Forum OpenACS Q&A: Re: Arbitrary Template File Extensions

Collapse
Posted by Dave Bauer on
Ralph,

Still I don't see the complication here :)

The whole point of CSS is that a class would be universally defined for your site. So if you wanted eventhing in class="foo" to be bold and red, you would define it as so.

You can either define new CSS files for different sections or if the part that changes is very small, define it in an html <style> tag and put that in an adp include file.

I don't think having a dynamically processed css file is going to be the best solution here.

Collapse
Posted by Ralph Hempel on
Dave wrote:

"The whole point of CSS is that a class would be universally defined for your site."

Exactly - except I want blue paragraphs in one part of my site and orange in another. And if I move the source files from one part of my site to the other, I don't want to have to change the class names.

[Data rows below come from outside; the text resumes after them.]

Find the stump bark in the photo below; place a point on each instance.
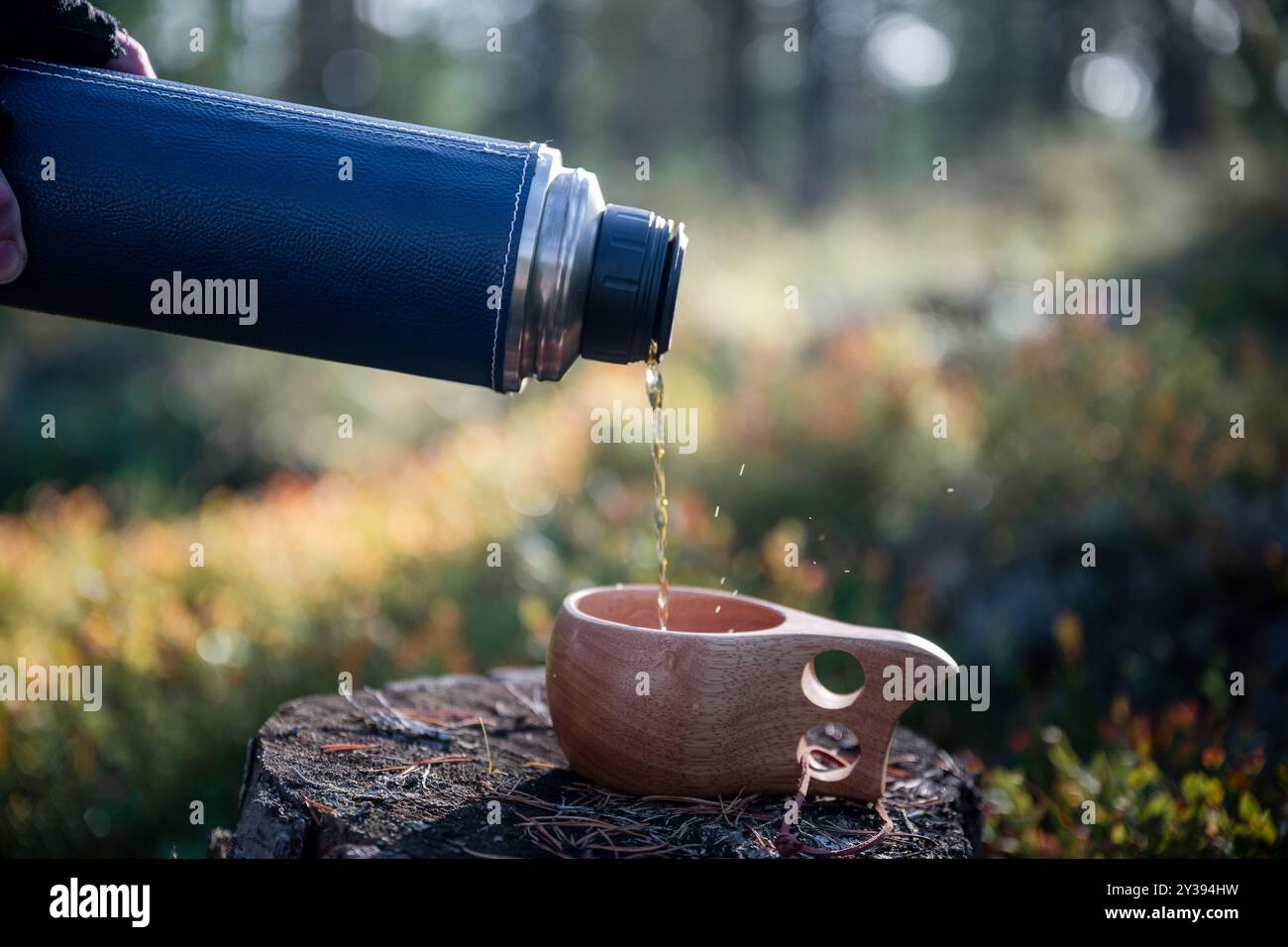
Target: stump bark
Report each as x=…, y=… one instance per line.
x=468, y=766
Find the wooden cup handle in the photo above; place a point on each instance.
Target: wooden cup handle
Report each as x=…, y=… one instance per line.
x=871, y=712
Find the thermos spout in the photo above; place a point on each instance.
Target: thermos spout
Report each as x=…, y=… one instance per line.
x=591, y=278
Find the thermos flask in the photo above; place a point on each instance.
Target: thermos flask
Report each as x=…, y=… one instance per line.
x=313, y=232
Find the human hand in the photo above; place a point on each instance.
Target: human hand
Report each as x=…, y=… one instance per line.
x=71, y=31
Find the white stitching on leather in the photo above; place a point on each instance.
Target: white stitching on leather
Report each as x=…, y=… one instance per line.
x=320, y=118
x=505, y=263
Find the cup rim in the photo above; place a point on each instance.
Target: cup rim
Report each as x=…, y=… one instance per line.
x=572, y=604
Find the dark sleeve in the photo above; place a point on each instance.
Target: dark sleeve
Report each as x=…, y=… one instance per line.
x=67, y=31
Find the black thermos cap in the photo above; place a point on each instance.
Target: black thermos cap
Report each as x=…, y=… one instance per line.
x=634, y=279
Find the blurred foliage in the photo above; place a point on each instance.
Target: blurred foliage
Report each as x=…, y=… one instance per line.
x=368, y=556
x=1124, y=801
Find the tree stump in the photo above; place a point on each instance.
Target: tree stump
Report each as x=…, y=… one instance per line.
x=469, y=766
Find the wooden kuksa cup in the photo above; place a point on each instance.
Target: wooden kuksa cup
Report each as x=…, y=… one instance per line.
x=719, y=712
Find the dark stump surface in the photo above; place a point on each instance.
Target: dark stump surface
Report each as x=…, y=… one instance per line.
x=410, y=771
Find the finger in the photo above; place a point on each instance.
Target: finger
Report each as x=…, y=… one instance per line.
x=13, y=248
x=133, y=56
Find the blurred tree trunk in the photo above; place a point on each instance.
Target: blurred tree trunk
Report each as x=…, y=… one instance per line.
x=815, y=180
x=325, y=27
x=1183, y=63
x=549, y=27
x=815, y=170
x=738, y=107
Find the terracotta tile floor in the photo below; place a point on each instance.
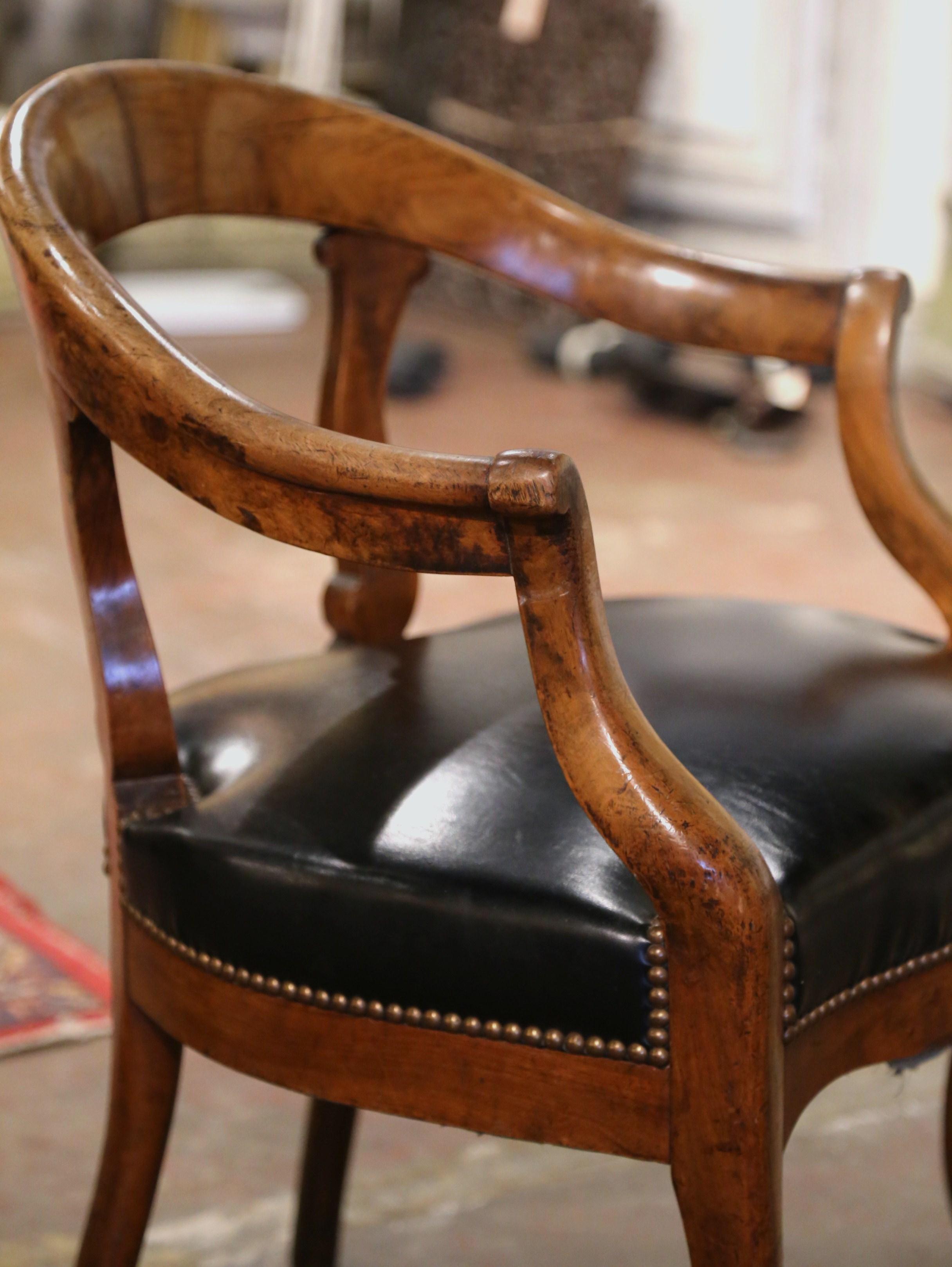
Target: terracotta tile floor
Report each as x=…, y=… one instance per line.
x=676, y=510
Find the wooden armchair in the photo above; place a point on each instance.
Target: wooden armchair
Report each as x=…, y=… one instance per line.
x=370, y=876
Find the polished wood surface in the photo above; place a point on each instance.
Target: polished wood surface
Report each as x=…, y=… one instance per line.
x=327, y=1148
x=101, y=150
x=371, y=278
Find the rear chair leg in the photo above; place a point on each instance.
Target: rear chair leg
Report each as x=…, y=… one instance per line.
x=947, y=1136
x=323, y=1172
x=145, y=1081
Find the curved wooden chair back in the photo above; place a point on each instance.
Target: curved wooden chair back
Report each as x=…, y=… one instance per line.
x=101, y=150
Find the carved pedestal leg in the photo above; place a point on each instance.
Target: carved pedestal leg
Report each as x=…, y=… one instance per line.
x=145, y=1080
x=323, y=1171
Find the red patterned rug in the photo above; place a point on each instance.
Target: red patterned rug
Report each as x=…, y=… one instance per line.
x=52, y=989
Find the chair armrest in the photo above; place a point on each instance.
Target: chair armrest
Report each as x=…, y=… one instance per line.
x=904, y=514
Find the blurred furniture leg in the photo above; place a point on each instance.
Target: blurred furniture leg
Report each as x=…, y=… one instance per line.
x=142, y=1096
x=327, y=1147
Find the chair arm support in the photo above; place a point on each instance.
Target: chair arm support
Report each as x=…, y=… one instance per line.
x=692, y=857
x=904, y=514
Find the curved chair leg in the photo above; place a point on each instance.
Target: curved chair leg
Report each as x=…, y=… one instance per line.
x=731, y=1213
x=146, y=1063
x=323, y=1172
x=947, y=1136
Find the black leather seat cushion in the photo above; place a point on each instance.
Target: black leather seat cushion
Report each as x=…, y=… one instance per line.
x=393, y=823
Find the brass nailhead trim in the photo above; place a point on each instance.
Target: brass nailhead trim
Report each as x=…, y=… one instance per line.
x=789, y=982
x=869, y=985
x=530, y=1036
x=659, y=1041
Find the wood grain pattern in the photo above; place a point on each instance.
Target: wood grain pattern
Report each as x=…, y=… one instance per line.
x=327, y=1148
x=370, y=280
x=603, y=1105
x=99, y=150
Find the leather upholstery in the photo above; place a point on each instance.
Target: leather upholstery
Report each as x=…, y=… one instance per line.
x=394, y=824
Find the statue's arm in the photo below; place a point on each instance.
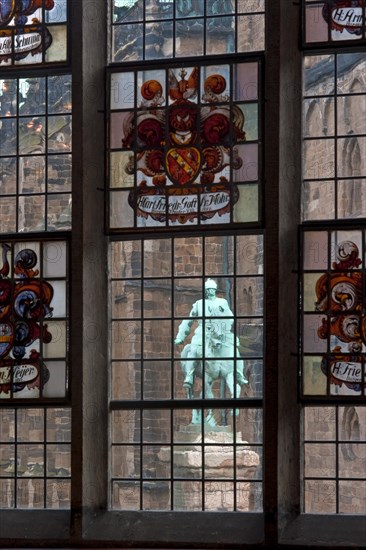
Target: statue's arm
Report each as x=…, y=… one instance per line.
x=185, y=326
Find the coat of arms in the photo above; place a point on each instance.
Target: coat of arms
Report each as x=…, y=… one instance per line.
x=185, y=149
x=25, y=303
x=340, y=295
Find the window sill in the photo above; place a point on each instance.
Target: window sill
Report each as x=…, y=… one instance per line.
x=326, y=530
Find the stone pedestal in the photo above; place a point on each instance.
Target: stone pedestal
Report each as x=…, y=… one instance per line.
x=212, y=473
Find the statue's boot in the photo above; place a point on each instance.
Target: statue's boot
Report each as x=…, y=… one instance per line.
x=189, y=379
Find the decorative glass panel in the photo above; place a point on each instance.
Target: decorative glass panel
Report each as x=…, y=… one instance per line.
x=33, y=320
x=33, y=32
x=333, y=318
x=334, y=129
x=35, y=458
x=158, y=29
x=181, y=147
x=187, y=325
x=35, y=154
x=334, y=454
x=333, y=21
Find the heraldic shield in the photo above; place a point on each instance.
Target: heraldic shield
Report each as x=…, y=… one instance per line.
x=183, y=165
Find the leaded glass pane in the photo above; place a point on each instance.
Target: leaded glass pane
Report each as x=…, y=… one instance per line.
x=334, y=459
x=334, y=146
x=178, y=304
x=35, y=154
x=35, y=458
x=157, y=29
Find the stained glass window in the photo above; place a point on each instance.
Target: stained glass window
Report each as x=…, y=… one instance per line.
x=184, y=146
x=35, y=153
x=333, y=328
x=33, y=320
x=158, y=29
x=33, y=32
x=334, y=21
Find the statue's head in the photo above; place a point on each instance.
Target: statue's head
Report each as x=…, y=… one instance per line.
x=210, y=288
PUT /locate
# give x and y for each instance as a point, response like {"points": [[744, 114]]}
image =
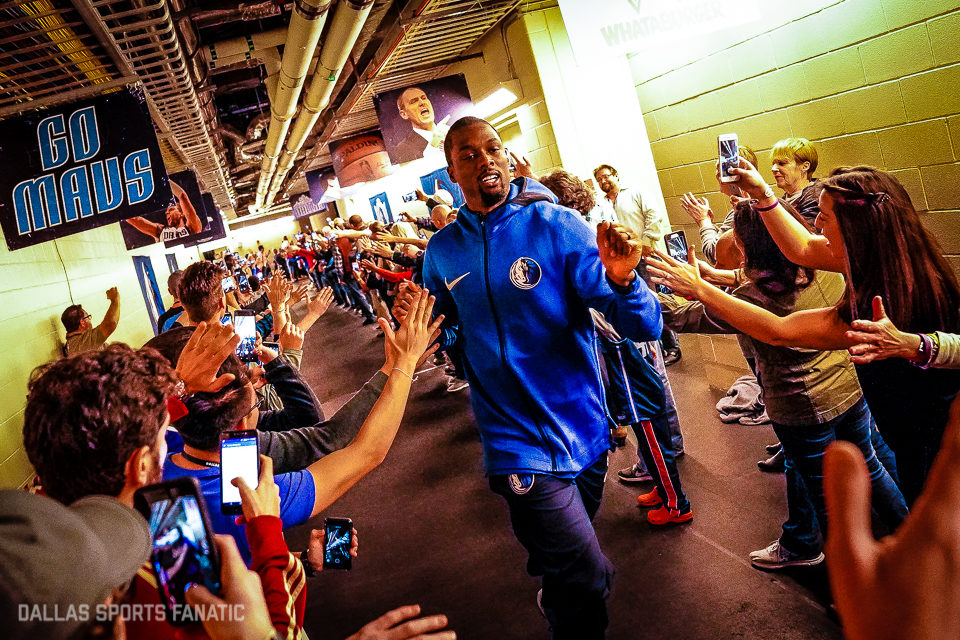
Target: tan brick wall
{"points": [[33, 294], [869, 81], [506, 52]]}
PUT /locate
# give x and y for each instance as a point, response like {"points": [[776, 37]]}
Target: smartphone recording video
{"points": [[337, 540], [729, 156], [183, 549], [239, 458], [245, 326], [677, 249]]}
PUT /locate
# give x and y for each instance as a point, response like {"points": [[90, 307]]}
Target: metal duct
{"points": [[227, 52], [306, 23], [341, 37]]}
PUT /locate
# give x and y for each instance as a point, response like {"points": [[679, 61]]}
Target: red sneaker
{"points": [[664, 516]]}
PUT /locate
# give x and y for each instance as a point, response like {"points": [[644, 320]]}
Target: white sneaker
{"points": [[456, 384], [777, 557], [634, 474]]}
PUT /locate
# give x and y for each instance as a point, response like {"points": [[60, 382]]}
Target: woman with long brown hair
{"points": [[873, 235]]}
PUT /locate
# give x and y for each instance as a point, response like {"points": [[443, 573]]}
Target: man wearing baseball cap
{"points": [[61, 567]]}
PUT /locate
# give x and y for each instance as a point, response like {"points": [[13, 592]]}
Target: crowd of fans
{"points": [[847, 314]]}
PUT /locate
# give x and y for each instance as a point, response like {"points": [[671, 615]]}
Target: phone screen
{"points": [[246, 327], [729, 157], [337, 541], [676, 245], [183, 550], [239, 458], [677, 249]]}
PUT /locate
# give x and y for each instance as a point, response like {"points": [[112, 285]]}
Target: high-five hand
{"points": [[683, 277], [208, 347], [409, 345], [620, 252], [875, 583]]}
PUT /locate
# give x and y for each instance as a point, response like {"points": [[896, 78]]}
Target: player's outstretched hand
{"points": [[398, 625]]}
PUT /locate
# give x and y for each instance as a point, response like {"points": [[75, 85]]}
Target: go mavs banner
{"points": [[79, 166]]}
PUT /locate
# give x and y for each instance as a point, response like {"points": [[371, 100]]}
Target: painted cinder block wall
{"points": [[872, 82], [35, 288]]}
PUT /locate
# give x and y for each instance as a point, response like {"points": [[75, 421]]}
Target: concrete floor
{"points": [[431, 532]]}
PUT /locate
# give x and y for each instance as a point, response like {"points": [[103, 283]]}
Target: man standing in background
{"points": [[81, 334], [649, 225]]}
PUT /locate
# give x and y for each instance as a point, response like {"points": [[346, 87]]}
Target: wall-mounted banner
{"points": [[620, 27], [381, 208], [304, 205], [324, 185], [360, 158], [214, 218], [440, 179], [179, 218], [415, 119], [77, 167]]}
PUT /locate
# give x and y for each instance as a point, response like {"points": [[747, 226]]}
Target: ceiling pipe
{"points": [[306, 23], [344, 30], [234, 50]]}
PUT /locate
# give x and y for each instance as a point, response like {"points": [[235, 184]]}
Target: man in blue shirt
{"points": [[516, 277]]}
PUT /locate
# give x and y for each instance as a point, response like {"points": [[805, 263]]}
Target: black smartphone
{"points": [[336, 543], [239, 458], [677, 249], [729, 156], [183, 548], [245, 325]]}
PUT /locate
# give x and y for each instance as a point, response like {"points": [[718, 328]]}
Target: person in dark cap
{"points": [[61, 567]]}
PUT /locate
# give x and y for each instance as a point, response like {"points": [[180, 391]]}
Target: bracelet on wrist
{"points": [[770, 207], [412, 378]]}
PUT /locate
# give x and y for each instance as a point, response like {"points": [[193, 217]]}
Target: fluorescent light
{"points": [[494, 103]]}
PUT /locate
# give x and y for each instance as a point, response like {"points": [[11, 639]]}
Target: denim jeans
{"points": [[803, 449], [553, 519], [358, 298]]}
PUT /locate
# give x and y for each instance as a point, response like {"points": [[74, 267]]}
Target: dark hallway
{"points": [[431, 532]]}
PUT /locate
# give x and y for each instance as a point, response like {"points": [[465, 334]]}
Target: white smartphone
{"points": [[729, 156]]}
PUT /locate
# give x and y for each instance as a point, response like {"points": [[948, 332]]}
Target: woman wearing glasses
{"points": [[873, 236]]}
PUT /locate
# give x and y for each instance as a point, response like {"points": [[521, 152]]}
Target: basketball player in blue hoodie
{"points": [[516, 277]]}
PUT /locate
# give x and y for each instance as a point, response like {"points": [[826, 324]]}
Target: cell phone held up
{"points": [[183, 550], [337, 540], [239, 458], [245, 326], [729, 156], [678, 250]]}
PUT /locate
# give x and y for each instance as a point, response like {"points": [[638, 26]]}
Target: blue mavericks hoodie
{"points": [[519, 282]]}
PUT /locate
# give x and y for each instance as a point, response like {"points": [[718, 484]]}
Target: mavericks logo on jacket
{"points": [[525, 273]]}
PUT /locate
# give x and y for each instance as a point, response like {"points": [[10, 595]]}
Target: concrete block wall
{"points": [[507, 55], [869, 81], [35, 287]]}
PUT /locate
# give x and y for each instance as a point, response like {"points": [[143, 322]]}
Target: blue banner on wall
{"points": [[381, 208], [216, 231], [79, 166], [440, 179], [304, 206]]}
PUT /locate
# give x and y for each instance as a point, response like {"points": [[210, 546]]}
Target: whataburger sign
{"points": [[628, 26], [77, 167]]}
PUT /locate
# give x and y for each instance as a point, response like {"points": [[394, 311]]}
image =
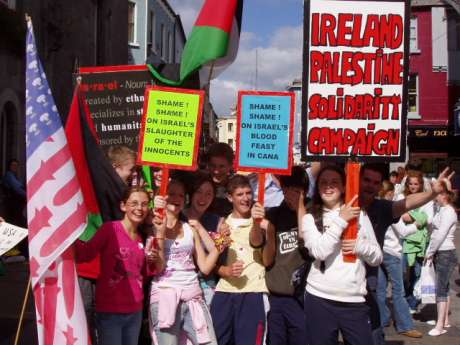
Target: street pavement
{"points": [[13, 286]]}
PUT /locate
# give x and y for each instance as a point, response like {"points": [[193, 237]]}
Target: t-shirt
{"points": [[180, 269], [252, 278], [210, 222], [380, 213], [288, 255], [119, 288]]}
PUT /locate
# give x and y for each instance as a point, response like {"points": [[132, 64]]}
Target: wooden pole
{"points": [[261, 191], [351, 189], [21, 317], [164, 187]]}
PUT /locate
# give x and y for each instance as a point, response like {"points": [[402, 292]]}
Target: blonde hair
{"points": [[387, 186], [120, 155]]}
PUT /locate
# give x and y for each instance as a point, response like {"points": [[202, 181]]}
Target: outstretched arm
{"points": [[416, 200]]}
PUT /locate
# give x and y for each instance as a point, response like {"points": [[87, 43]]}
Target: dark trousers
{"points": [[238, 318], [325, 318], [286, 321]]}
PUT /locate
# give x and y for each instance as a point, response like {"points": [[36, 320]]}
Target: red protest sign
{"points": [[264, 134], [355, 67]]}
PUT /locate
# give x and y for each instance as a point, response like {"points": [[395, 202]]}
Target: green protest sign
{"points": [[171, 127]]}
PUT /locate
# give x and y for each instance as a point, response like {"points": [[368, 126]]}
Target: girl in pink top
{"points": [[124, 263], [176, 301]]}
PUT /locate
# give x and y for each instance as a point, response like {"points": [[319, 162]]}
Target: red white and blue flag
{"points": [[56, 213]]}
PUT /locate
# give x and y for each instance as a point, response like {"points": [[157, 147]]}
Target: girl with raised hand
{"points": [[415, 245], [124, 264], [176, 299], [336, 290], [202, 194]]}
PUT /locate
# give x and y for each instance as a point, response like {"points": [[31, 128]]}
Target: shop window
{"points": [[413, 37], [412, 95], [132, 22]]}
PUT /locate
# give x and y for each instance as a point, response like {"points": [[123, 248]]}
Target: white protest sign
{"points": [[10, 235]]}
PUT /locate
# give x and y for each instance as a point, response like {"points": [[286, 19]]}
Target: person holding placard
{"points": [[202, 194], [124, 264], [240, 303], [286, 253], [220, 163], [442, 251], [336, 290], [176, 298]]}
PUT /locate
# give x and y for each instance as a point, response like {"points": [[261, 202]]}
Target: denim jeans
{"points": [[412, 278], [183, 323], [118, 329], [88, 293], [391, 270], [445, 262]]}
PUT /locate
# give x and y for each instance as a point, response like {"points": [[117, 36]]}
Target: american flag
{"points": [[56, 213]]}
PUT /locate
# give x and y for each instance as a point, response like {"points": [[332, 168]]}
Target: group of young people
{"points": [[422, 236], [216, 267]]}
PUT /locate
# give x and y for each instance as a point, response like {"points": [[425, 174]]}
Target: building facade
{"points": [[65, 40], [434, 85], [155, 33]]}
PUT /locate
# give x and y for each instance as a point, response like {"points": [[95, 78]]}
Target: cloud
{"points": [[278, 63], [279, 60]]}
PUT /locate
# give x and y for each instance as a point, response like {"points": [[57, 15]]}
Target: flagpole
{"points": [[21, 317]]}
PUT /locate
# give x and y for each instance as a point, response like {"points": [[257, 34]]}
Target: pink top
{"points": [[119, 288]]}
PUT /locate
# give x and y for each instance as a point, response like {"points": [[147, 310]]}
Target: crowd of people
{"points": [[209, 264]]}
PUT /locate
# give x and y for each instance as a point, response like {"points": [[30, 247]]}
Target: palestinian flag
{"points": [[213, 42], [101, 186]]}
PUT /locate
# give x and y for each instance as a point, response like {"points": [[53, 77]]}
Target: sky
{"points": [[274, 29]]}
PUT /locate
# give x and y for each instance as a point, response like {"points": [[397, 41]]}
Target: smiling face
{"points": [[413, 185], [370, 185], [291, 196], [202, 198], [176, 198], [125, 170], [241, 198], [136, 208], [331, 188], [219, 168]]}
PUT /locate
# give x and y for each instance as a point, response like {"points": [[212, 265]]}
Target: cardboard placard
{"points": [[171, 127], [10, 235], [265, 126], [354, 78], [115, 99]]}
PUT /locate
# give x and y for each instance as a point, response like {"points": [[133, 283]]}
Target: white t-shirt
{"points": [[341, 281], [180, 270], [444, 226]]}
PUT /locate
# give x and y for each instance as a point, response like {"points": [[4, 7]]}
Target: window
{"points": [[151, 40], [412, 106], [131, 22], [413, 46]]}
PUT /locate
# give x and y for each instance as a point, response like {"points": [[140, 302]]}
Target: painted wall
{"points": [[432, 86]]}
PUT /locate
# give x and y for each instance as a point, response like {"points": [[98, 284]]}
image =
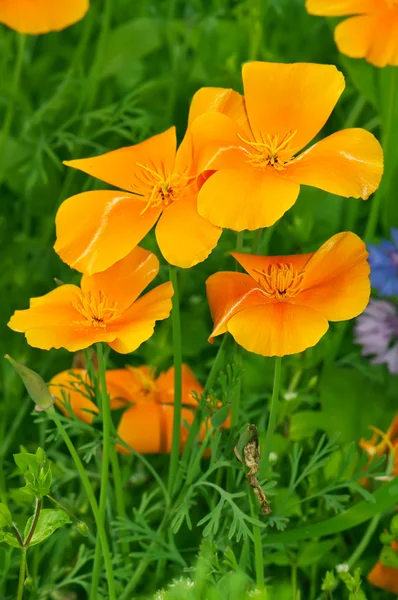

I think I'll succumb to the general weight of advice here and not try and process the css files through the template system. I'll generate them another way. They all have the same source, the same tags and attributes. Only some of the attribute values change between the css files in different parts of the site.

It was soooo tempting to make the changes happen automagically.....

Thanks for all the advice so far.

Collapse
Posted by Mat Kovach on
Of course, you could put something in the master templated that picks the css files based on site_id, or package_id, etc.

Add something like:

in the master .tcl

set package_id [ad_conn package_id]

if { css file doe snot exists for package_id }
  set css_file "default.css"
else
  set css_file "package_id.css"

then in master.adp

<link href="/templates/@css_file@" rel="sytlesheet" type="text/css">

You would just have to logic for the decieding on which css file to use.

Collapse
Posted by Ralph Hempel on
Yep, that will work just fine. And I could even generate the css file dynamically and make sure it's in the file system before the current page is returned.

That way the browser can fetch it (as needed) and the css file will have automatically generated values.

I could also just leave the CSS file as a static file....

Collapse
Posted by Jarkko Laine on
Maybe you can even make a vuh file that is being called in Mat's solution instead of static css files (in case you really want to create the css just-in-time).

It could then do whatever smart logic you want it to do.